Satz zwei dann ein Spiegelbild des ersten Durchgangs. Über 2:6 und 4:13 standen die Zeichen schnell auf Blau-Rot. Dann wieder ein paar Unsicherheiten und nervöse Fehler, dieses Mal aber mit weniger Punktverlusten garniert, 18:25, der erste Oberligapunkt war im Sack!

auch wenn es nur eine Momentaufnahme ohne Bedeutung ist, aber man darf ja träumen 😉

Beim Seitenwechsel dann klare Ansagen. Am besten noch mal zu Beginn so durchstarten und den Kölner gleich den Zahn ziehen, dass hier noch was geht. Toller Plan, muss halt eben nur klappen. Die erfahrenen Kölner hatten nämlich aus den nervösen Verläufen der ersten Sätze ihrerseits die Lehren gezogen. Sie nahmen deutlich mehr Risiko bei den Angaben, variierten im Angriff mit Finten und Kreuzungen und kamen gegen eine immer weniger souverän agierende Truppe der SG besser ins Spiel. 8:3 die Führung der Hausherren. Die Gäste vom Rhein etwas weiter abwärts konnten zwar immer wieder verkürzen und auch bei 11:11 den Ausgleich erzielen, nur um dann wieder 3-4 leichte Punkte in Reihe abzugeben. In dieser Phase wurden bei den Duisburgern viele Aufschläge daneben gesetzt, die Annahme war ungenau bis schlecht und im Angriff gab es wenig Druck, so dass die Kölner auch hier in Ruhe ihr Spiel aufbauen konnten. Das ging so bis zum 18:18, dann erstmals in diesem Satz die Führung für die SG. Jetzt auch wieder leichte Fehler bei Köln, bessere Blockaktionen bei der SG und mit 23:25 ging auch der dritte Durchgang an die Gäste.

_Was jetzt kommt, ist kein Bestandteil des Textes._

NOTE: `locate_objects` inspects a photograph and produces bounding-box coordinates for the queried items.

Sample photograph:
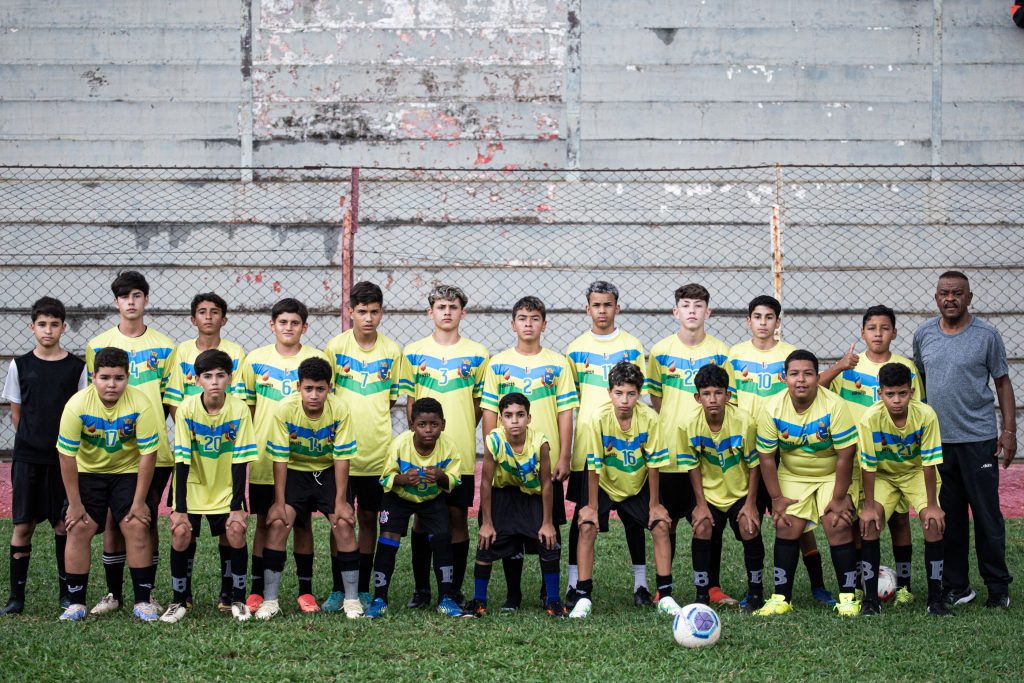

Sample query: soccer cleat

[57,605,87,622]
[569,597,594,618]
[160,602,188,624]
[321,591,345,612]
[708,586,739,606]
[296,593,319,614]
[754,593,793,616]
[833,593,860,616]
[633,586,654,607]
[89,593,121,616]
[131,602,160,622]
[811,586,836,607]
[256,600,281,622]
[231,602,253,622]
[364,598,387,618]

Der in dieser Saison sehr gestreckte Spielplan beschert den SG-Jungs jetzt erst einmal ein paar Wochen Pause. Die erste Standortbestimmung hat aber gezeigt, woran neben der Gesundung der verletzten und erkrankten Spieler hauptsächlich gearbeitet werden muss. KT Köln war sicher an diesem Tag kein echter Prüfstein, da werden andere Gegner kommen. Aber wenn die Duisburger einen stabilen Pass zustande bringen, dann ist vieles bei dieser Truppe möglich. Die heimischen Fans dürfen sich beim ersten Heimspiel am 3.10.2020 ab 20:00 Uhr gegen die Nachbarn des Moerser SC 2 davon überzeugen. Wenn das Ganze dann auch unter besonderen hygienischen Bedingungen stattfinden wird (nähere Infos folgen), so wird das dann sicher die erste richtige Bewährungsprobe für die Männer in Blau-Rot! Schau ‘n wir mal, was auch in dieser Saison möglich ist ;-)!